Artificial intelligence (AI) is wrecking havoc on university assessments and exams.
Thanks to generative AI tools, such as ChatGPT, students can now generate essays and assessment answers in seconds. As we have noted in a study earlier this year, this has left universities scrambling to redesign tasks, update policies, and adopt new cheating detection systems.
But the technology keeps changing as they do this, there are constant reports of students cheating their way through their degrees.
The AI and assessment problem has put enormous pressure on institutions and teachers. Today’s students need assessment tasks to complete, as well as confidence the work they are doing matters. The community and employers need assurance university degrees are worth something.
In our latest research, we argue the problem of AI and assessment is far more difficult even than media debates have been making out.
It’s not something that can just be fixed once we find the “correct solution”. Instead, the sector needs to recognise AI in assessment is an intractable “wicked” problem, and respond accordingly.
What is a wicked problem?
The term “wicked problem,” was made famous by theorists Horst Rittel and Melvin Webber in the 1970s. It describes problems that defy neat solutions.
Well-known examples include climate change, urban planning and healthcare reform.
Unlike “tame” problems, which can be solved with enough time and resources, wicked problems have no single correct answer. In fact there is no “true” or “false” answer, only better or worse ones.
Wicked problems are messy, interconnected and resistant to closure. There is no way to test the solution to a wicked problem. Attempts to “fix” the issue inevitably generate new tensions, trade-offs and unintended consequences.
However, admitting there are no “correct” solutions does not mean there are not better and worse ones. Rather, it allows us the space to appreciate the nature and necessity of the trade offs involved.
Our research
In our latest research, we interviewed 20 university teachers leading assessment design work at Australian universities.
We recruited participants by asking for referrals across four faculties at a large Australian university.
We wanted to speak to teachers who had made changes to their assessments because of generative AI. Our aim was to better understand what assessment choices were being made, and what challenges teachers were facing.
When we were setting up our research we didn’t necessarily think of AI and assessment as a “wicked problem”. But this is what emerged from the interviews.
Our results
Interviewees described dealing with AI as an impossible situation, characterised by trade-offs. As one teacher explained:
We can make assessments more AI-proof, but if we make them too rigid, we just test compliance rather than creativity.
In other words, the solution to the problem was not “true or false”, only better or worse.
Or as another teacher asked:
Have I struck the right balance? I don’t know.
There were other examples of imperfect trade-offs. Should assessments allow students to use AI (like they will in the real world)? Or totally exclude it to ensure they demonstrate independent capability?
Should teachers set more oral exams – which appear more AI resistant than other assessments – even if this increases workload and disadvantages certain groups?
As one teacher explained,
250 students by […] 10 min […] it’s like 2,500 min, and then that’s how many days of work is it just to administer one assessment?
Teachers could also set in-person hand-written exams, but this does not necessarily test other skills students need for the real world. Nor can this be done for every single assessment in a course.
The problem keeps shifting
Meanwhile, teachers are expected to redesign assessments immediately, while the technology itself keeps changing. GenAI tools such as ChatGPT are constantly releasing new models, as well as new functionalities, while new AI learning tools (such as AI text summarisers for unit readings) are increasingly ubiquitous.

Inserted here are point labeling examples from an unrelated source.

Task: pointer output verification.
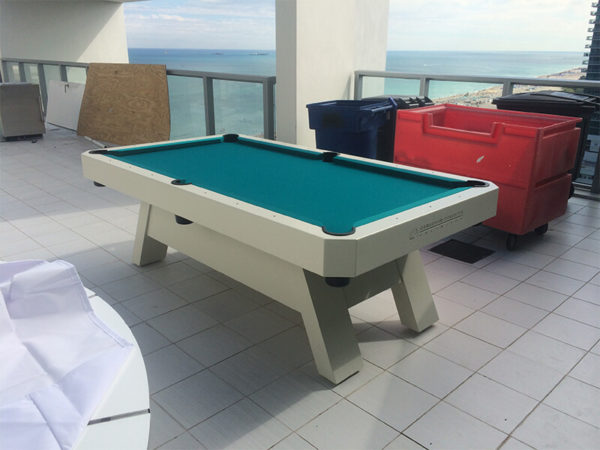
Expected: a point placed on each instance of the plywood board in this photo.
(64, 103)
(125, 104)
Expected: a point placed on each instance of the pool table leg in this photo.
(412, 294)
(330, 332)
(146, 250)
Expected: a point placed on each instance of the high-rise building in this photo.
(589, 172)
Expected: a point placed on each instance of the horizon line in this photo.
(389, 50)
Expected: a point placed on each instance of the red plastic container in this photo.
(527, 155)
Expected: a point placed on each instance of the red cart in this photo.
(528, 155)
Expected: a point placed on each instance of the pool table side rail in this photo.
(293, 240)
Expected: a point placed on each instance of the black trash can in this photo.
(387, 133)
(350, 126)
(559, 103)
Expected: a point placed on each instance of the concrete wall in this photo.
(74, 31)
(319, 46)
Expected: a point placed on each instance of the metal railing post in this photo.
(209, 105)
(507, 87)
(269, 108)
(424, 86)
(43, 87)
(22, 76)
(63, 72)
(357, 86)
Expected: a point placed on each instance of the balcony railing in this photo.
(41, 72)
(421, 84)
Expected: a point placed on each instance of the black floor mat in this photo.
(462, 251)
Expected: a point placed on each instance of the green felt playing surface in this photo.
(337, 195)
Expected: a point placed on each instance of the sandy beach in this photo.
(484, 97)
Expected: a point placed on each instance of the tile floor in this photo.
(514, 361)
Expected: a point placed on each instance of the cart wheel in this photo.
(541, 229)
(511, 241)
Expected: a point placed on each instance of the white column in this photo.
(320, 43)
(73, 31)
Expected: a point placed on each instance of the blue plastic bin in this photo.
(349, 126)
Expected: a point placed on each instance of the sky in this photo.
(466, 25)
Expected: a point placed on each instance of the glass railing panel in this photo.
(464, 93)
(12, 72)
(238, 107)
(186, 100)
(76, 74)
(398, 86)
(31, 73)
(51, 72)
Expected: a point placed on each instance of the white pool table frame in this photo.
(288, 259)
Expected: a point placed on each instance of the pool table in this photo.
(315, 230)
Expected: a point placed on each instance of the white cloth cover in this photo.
(57, 359)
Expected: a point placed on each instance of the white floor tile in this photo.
(536, 296)
(572, 269)
(393, 326)
(513, 444)
(183, 441)
(197, 398)
(588, 370)
(109, 272)
(172, 273)
(431, 372)
(465, 350)
(50, 210)
(549, 428)
(554, 282)
(155, 303)
(515, 312)
(130, 287)
(467, 295)
(243, 425)
(403, 443)
(490, 281)
(375, 309)
(577, 399)
(583, 255)
(182, 322)
(259, 325)
(167, 366)
(383, 349)
(290, 347)
(148, 339)
(293, 442)
(446, 427)
(522, 374)
(393, 401)
(163, 427)
(490, 329)
(581, 311)
(295, 399)
(197, 288)
(249, 370)
(451, 312)
(590, 293)
(356, 381)
(214, 345)
(226, 306)
(529, 258)
(547, 351)
(511, 269)
(347, 427)
(569, 331)
(491, 402)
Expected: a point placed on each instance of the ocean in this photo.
(238, 106)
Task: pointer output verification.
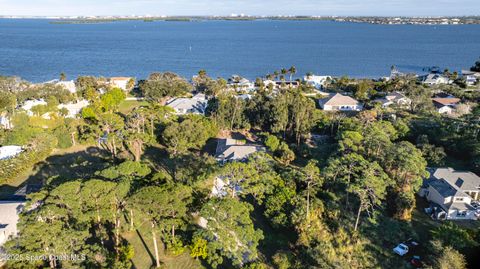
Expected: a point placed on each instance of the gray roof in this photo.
(445, 189)
(462, 180)
(231, 149)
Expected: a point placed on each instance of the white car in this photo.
(401, 249)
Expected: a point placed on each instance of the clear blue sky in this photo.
(250, 7)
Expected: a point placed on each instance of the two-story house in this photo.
(451, 193)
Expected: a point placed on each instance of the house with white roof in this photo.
(29, 104)
(339, 102)
(74, 108)
(317, 81)
(120, 82)
(445, 105)
(9, 152)
(435, 79)
(452, 194)
(240, 84)
(195, 105)
(5, 122)
(395, 98)
(235, 150)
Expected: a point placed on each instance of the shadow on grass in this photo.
(64, 166)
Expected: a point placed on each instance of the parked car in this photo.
(401, 249)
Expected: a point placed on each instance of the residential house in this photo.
(67, 85)
(435, 79)
(339, 102)
(74, 108)
(195, 105)
(319, 82)
(470, 77)
(8, 152)
(9, 216)
(445, 105)
(395, 98)
(29, 104)
(235, 150)
(120, 82)
(451, 193)
(5, 122)
(240, 84)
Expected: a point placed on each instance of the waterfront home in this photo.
(319, 82)
(74, 108)
(339, 102)
(5, 123)
(452, 194)
(67, 85)
(470, 77)
(235, 150)
(435, 79)
(195, 105)
(29, 104)
(239, 83)
(445, 105)
(395, 98)
(120, 82)
(9, 216)
(8, 152)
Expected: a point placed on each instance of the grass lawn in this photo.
(144, 258)
(72, 163)
(127, 106)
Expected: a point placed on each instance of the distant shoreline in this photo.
(447, 20)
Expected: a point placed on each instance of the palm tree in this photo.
(292, 71)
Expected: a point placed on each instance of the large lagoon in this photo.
(39, 50)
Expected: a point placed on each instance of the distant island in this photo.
(458, 20)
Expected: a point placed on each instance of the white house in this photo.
(451, 193)
(235, 150)
(317, 81)
(8, 152)
(5, 122)
(74, 108)
(240, 84)
(120, 82)
(67, 85)
(470, 77)
(195, 105)
(29, 104)
(339, 102)
(445, 105)
(9, 216)
(435, 79)
(395, 98)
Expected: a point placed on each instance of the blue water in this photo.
(37, 50)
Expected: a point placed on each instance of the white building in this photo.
(339, 102)
(317, 81)
(445, 105)
(195, 105)
(67, 85)
(435, 79)
(8, 152)
(74, 108)
(235, 150)
(395, 98)
(29, 104)
(9, 216)
(120, 82)
(452, 193)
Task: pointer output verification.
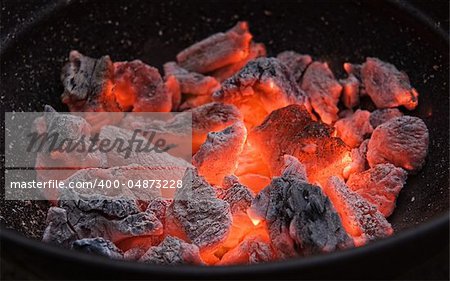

At the same time, educators need to keep up with all their usual teaching responsibilities (where we know they are already stressed and stretched).
This is a sign of a messy problem, which has no closure or end point. Or as one interviewee explained:
We just do not have the resources to be able to detect everything and then to write up any breaches.
What do we need to do instead?
The first step is to stop pretending AI in assessment is a simple, “solvable” problem.
This not only fails to understand what’s going on, it can also lead to paralysis, stress, burnout and trauma among educators, and policy churn as institutions keep trying one “solution” after the next.
Instead, AI and assessment must be treated as something to be continually negotiated rather than definitively resolved.
This recognition can lift a burden from teachers. Instead of chasing the illusion of a perfect fix, institutions and educators can focus on building processes that are flexible and transparent about the trade-offs involved.
Our study suggests universities give teaching staff certain “permissions” to better address AI.
This includes the ability to compromise to find the best approach for their particular assessment, unit and group of students. All potential solutions will have trade offs – oral examinations might be better at assuring learning but may also bias against certain groups, for example, those whose second language is English.
Perhaps it also means teachers don’t have time for other course components and this might be OK.
But, like so many of the trade offs involved in this problem, the weight of responsibility for making the call will rest on the shoulders of teachers. They need our support to make sure the weight doesn’t crush them.